Non vado d’accordo con nessuno!

“Proprio non ce la faccio! Finisco sempre per scontrarmi con tutti, amici, familiari, colleghi, nessuno la pensa come me! Le persone arrivano ad evitarmi o a prendermi in giro, ma perché?” Se ci siamo trovati a pensarla così vuol dire che passiamo momenti di vera solitudine! Anche perché un pensiero sempre diverso dagli altri ci porta ad allontanarci o ad essere allontanati. Perché succede? E’ il mondo che ci circonda che ce l’ha con noi? Siamo noi ad avere un modo di pensare anticonformista? Frequentiamo persone molto diverse da noi? Perché ci ritroviamo a vivere e rivivere sempre questo tipo di situazioni in modo ricorrente?

Per poter rispondere a queste domande è necessario riuscire ad osservarsi. Da soli non si è in grado di vedersi dentro, occorre un occhio esperto che ci faccia da specchio, che ci dia consapevolezza del nostro “funzionamento”. Questo è un passo fondamentale, come già dico in altri punti di questo sito, la consapevolezza ci permette di avere “gradi di libertà”, la libertà sta nel vedere il meccanismo come se fossimo fuori dalle situazioni e possiamo arrivare a scegliere una piega diversa della situazione. Gli esseri umani sono fatti di relazioni, di condivisione e compartecipazione emotiva, non siamo fatti per restare completamente soli per troppo tempo: se non ci si sente in pace con nessuno possiamo arrivare a dei gradi di sofferenza davvero intensi.

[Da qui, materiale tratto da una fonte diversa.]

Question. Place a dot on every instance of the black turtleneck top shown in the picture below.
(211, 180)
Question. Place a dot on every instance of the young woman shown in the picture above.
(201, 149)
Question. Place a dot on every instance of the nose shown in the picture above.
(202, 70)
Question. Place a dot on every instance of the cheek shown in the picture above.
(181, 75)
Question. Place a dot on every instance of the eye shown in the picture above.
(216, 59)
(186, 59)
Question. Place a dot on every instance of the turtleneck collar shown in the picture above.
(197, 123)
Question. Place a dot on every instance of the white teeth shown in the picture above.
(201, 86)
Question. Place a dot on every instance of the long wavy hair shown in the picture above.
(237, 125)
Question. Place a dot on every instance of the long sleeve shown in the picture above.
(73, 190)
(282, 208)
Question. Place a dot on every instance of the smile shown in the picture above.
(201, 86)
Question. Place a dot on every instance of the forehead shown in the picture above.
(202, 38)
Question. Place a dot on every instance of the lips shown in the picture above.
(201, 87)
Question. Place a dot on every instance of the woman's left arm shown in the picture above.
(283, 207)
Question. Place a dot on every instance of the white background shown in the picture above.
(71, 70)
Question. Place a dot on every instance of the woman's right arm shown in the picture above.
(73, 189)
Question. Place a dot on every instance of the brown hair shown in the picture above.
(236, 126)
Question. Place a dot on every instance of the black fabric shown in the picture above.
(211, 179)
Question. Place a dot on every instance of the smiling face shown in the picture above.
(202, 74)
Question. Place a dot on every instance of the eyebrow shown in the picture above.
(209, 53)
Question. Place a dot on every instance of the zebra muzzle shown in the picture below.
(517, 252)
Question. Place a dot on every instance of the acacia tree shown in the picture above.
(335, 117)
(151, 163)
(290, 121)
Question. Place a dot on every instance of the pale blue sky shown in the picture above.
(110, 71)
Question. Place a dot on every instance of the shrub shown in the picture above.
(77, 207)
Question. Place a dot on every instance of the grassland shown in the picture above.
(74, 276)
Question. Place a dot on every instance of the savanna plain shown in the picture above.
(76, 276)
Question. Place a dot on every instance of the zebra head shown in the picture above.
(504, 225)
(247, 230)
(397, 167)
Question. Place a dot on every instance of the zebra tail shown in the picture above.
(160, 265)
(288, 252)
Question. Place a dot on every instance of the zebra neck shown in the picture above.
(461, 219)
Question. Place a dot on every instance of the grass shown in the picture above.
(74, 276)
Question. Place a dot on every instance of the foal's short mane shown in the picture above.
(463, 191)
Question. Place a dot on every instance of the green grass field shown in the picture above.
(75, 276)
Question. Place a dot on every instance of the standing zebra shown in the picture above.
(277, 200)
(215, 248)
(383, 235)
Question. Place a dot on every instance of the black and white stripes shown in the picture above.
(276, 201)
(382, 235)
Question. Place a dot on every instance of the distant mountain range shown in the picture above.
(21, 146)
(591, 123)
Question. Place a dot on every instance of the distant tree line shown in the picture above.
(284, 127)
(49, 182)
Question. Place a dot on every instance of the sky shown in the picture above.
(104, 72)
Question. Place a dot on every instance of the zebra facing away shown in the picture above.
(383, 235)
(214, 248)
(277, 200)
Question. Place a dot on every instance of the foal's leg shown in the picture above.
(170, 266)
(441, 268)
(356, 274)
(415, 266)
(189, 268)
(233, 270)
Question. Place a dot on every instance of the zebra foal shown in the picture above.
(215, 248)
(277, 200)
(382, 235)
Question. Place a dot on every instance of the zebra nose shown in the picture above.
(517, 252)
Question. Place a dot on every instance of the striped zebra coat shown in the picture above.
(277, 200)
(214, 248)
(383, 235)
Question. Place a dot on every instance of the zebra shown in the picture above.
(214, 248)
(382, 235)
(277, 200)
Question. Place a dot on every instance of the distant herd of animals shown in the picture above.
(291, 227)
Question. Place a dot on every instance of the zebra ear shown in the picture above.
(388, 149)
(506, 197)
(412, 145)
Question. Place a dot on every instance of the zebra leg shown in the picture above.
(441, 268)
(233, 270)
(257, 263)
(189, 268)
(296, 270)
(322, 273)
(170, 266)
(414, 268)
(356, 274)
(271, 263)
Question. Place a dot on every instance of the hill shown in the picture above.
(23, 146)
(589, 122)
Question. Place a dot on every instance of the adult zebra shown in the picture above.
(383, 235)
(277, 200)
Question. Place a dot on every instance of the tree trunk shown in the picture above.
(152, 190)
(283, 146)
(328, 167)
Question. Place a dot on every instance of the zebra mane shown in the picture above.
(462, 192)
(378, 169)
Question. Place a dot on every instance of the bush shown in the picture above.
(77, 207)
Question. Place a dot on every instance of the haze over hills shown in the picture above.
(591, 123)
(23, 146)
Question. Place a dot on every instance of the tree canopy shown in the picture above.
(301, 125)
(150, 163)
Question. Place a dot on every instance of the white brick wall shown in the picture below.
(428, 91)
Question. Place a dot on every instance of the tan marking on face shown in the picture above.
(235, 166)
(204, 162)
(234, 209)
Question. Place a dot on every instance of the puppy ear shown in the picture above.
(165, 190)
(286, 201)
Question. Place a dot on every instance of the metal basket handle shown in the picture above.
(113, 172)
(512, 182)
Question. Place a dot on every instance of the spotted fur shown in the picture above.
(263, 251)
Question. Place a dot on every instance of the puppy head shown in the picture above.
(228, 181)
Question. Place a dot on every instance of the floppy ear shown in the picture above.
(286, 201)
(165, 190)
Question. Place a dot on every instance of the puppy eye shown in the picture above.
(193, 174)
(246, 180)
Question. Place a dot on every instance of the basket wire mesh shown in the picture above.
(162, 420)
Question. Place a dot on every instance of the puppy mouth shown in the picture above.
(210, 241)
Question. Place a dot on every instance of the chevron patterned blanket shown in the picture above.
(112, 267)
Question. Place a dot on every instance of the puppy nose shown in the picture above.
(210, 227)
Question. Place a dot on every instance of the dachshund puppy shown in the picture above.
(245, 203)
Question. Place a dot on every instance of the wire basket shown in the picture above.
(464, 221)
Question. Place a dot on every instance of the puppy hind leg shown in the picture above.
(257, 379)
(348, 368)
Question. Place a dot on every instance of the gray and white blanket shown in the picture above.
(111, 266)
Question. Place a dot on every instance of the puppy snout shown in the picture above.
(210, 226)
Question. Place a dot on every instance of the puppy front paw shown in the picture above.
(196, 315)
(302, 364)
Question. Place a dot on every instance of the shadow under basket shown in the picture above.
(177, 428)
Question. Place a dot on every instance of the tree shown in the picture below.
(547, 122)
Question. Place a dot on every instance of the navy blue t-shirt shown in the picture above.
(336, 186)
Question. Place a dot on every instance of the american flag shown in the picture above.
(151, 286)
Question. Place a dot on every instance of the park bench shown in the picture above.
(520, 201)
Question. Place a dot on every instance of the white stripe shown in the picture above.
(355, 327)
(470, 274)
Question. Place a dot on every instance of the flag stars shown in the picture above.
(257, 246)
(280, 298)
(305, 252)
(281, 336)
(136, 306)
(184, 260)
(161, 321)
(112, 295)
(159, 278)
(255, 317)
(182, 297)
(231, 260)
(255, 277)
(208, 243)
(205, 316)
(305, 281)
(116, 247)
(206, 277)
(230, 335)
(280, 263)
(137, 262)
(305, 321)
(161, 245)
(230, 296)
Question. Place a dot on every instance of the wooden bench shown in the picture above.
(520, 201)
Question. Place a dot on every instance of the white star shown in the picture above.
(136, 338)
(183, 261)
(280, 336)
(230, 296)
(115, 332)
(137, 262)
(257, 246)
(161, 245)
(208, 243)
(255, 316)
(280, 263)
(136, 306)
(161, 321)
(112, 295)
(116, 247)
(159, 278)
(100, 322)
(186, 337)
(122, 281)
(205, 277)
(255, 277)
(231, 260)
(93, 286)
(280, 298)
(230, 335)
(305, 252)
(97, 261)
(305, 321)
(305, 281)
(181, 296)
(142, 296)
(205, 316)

La solitudine ci porta a sentirci smarriti, può portarci a non sapere bene chi siamo, può farci avere vissuti di abbandono e ogni problema che dobbiamo affrontare nella nostra vita, se siamo soli, ci può sembrare davvero più grande di quello che è e sentire di vivere con fatica e affanno.

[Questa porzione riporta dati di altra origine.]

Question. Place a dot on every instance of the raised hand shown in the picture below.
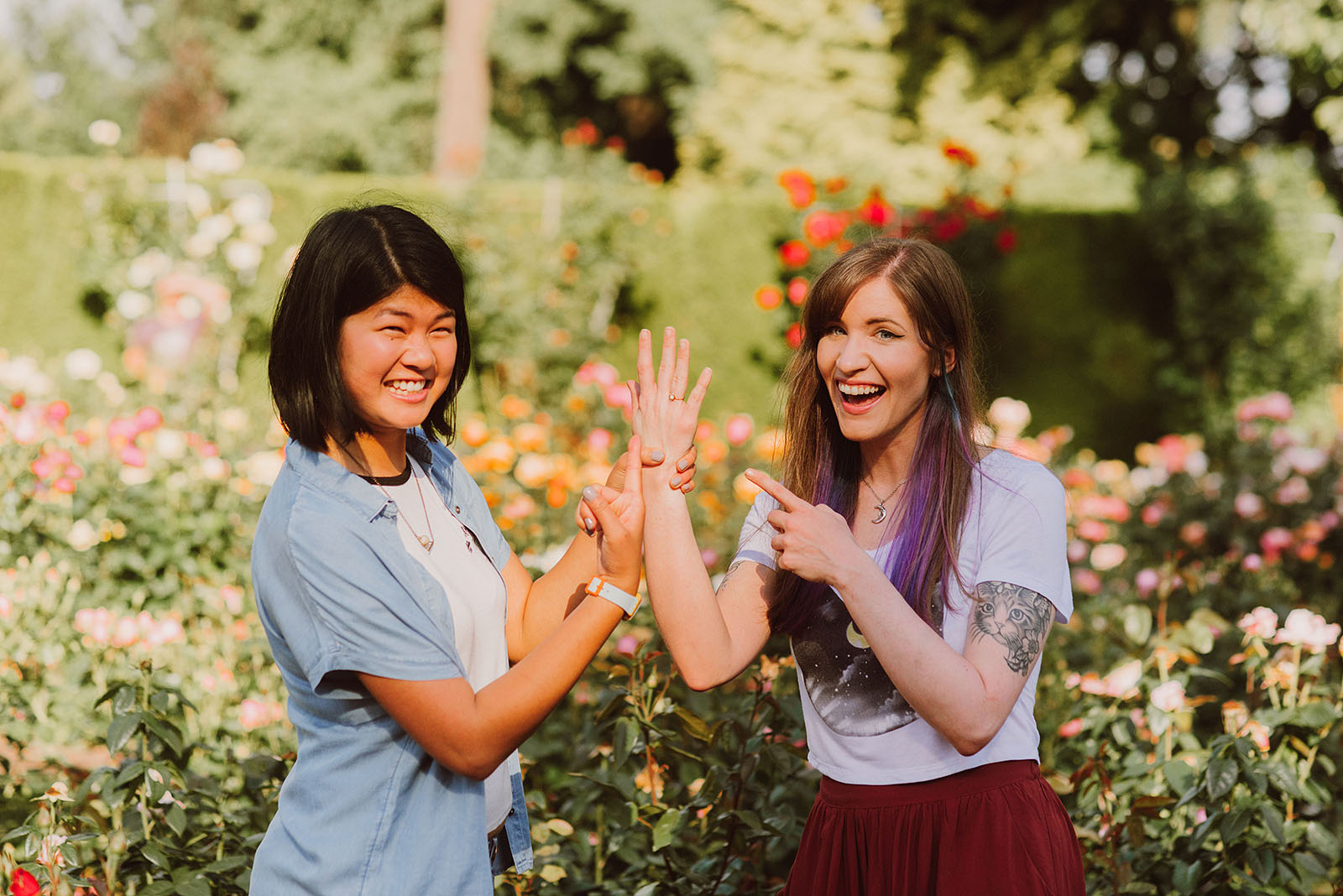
(813, 539)
(664, 414)
(619, 524)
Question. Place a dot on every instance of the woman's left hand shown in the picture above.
(619, 524)
(813, 539)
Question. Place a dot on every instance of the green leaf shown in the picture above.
(154, 853)
(1137, 620)
(1309, 868)
(120, 730)
(1152, 806)
(167, 732)
(665, 828)
(1272, 817)
(1186, 876)
(124, 699)
(1322, 840)
(695, 726)
(1262, 862)
(1283, 779)
(227, 862)
(1178, 775)
(1221, 777)
(1315, 715)
(626, 734)
(1235, 826)
(176, 819)
(128, 773)
(194, 887)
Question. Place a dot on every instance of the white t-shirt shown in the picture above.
(860, 728)
(476, 595)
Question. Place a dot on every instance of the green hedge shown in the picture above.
(1079, 320)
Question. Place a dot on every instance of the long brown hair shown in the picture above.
(823, 467)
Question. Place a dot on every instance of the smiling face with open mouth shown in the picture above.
(396, 360)
(876, 367)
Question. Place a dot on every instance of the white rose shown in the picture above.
(82, 364)
(105, 133)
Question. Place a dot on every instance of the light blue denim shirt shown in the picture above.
(366, 810)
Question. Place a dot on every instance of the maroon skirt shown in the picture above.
(994, 829)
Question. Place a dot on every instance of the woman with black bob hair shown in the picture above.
(416, 649)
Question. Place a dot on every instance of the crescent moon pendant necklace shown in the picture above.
(881, 502)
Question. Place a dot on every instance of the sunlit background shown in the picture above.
(1143, 196)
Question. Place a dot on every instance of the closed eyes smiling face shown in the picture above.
(875, 365)
(396, 358)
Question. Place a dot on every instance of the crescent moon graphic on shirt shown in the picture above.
(845, 681)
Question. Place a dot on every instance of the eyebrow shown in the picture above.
(400, 313)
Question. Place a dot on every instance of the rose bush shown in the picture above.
(1190, 711)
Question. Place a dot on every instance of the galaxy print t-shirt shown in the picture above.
(860, 728)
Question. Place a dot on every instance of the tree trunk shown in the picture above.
(463, 91)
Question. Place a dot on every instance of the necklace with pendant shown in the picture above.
(881, 502)
(426, 541)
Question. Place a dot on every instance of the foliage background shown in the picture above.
(1145, 201)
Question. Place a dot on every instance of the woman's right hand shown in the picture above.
(664, 416)
(619, 524)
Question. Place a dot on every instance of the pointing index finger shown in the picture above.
(776, 490)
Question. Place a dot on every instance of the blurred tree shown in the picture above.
(630, 67)
(463, 91)
(1189, 91)
(185, 107)
(66, 65)
(816, 85)
(1189, 81)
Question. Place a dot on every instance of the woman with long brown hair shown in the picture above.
(917, 573)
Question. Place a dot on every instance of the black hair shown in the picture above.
(353, 259)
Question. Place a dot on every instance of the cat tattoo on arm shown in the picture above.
(1016, 617)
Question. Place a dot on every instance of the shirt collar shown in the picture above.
(332, 477)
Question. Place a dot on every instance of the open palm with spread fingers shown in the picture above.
(665, 416)
(813, 539)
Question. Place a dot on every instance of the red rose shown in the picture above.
(948, 228)
(769, 297)
(794, 253)
(958, 154)
(823, 228)
(802, 190)
(876, 211)
(24, 884)
(798, 290)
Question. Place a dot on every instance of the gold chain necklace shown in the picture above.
(881, 502)
(426, 541)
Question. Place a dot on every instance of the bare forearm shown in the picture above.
(946, 690)
(555, 595)
(510, 708)
(684, 604)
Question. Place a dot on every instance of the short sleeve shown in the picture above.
(1024, 535)
(756, 534)
(364, 608)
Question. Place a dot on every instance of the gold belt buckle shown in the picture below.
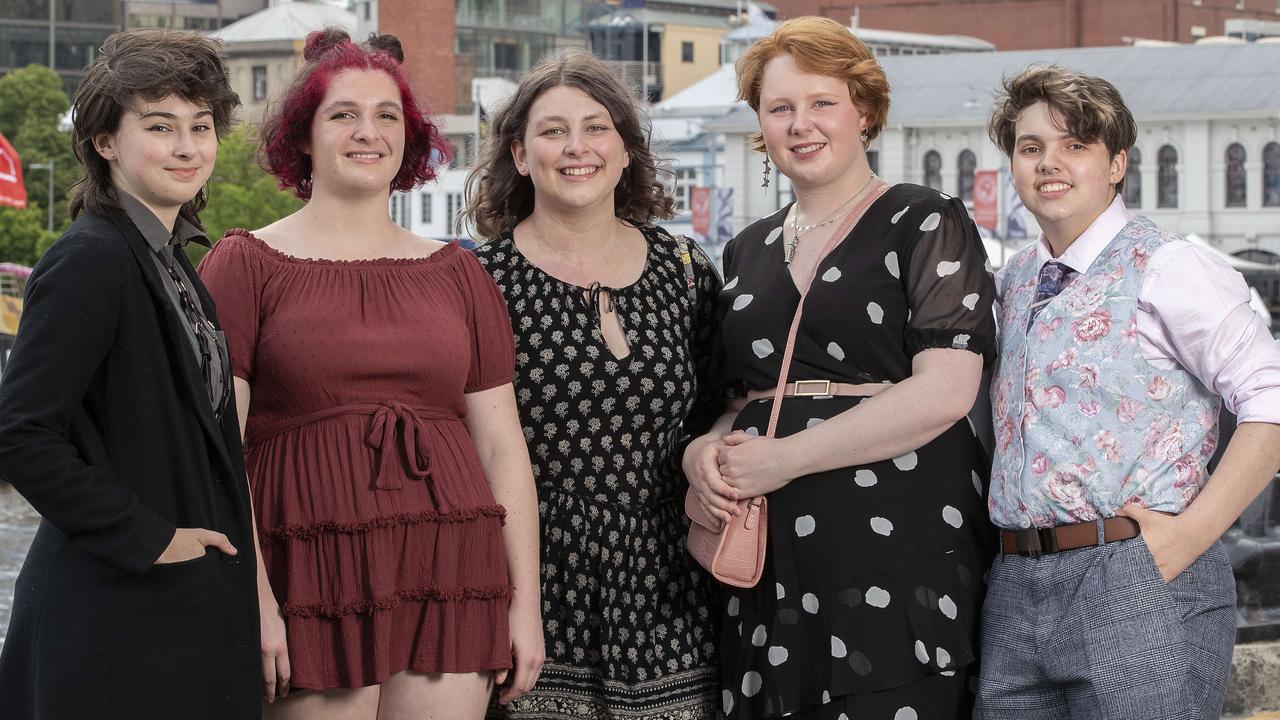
(816, 392)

La consapevolezza quindi diventa importante perché ci porta a vivere le esperienze, non a subirle, a sceglierle e a modificarle a piacimento e magari si può scoprire che non frequentiamo amici sinceri, oppure che basta poco per raggiungere compromessi, o invece possiamo capire che è difficilissimo raggiungere compromessi, ma per quella data persona ne vale proprio la pena. L’avere di fronte un esperto che non giudica come siamo fatti, ma comprende e rispetta chi siamo profondamente e ci rimanda un suo sguardo su di noi, può essere l’inizio di un percorso che porta all’accettazione di come si è e a sentirsi meno soli e quindi a vivere in modo più appagante.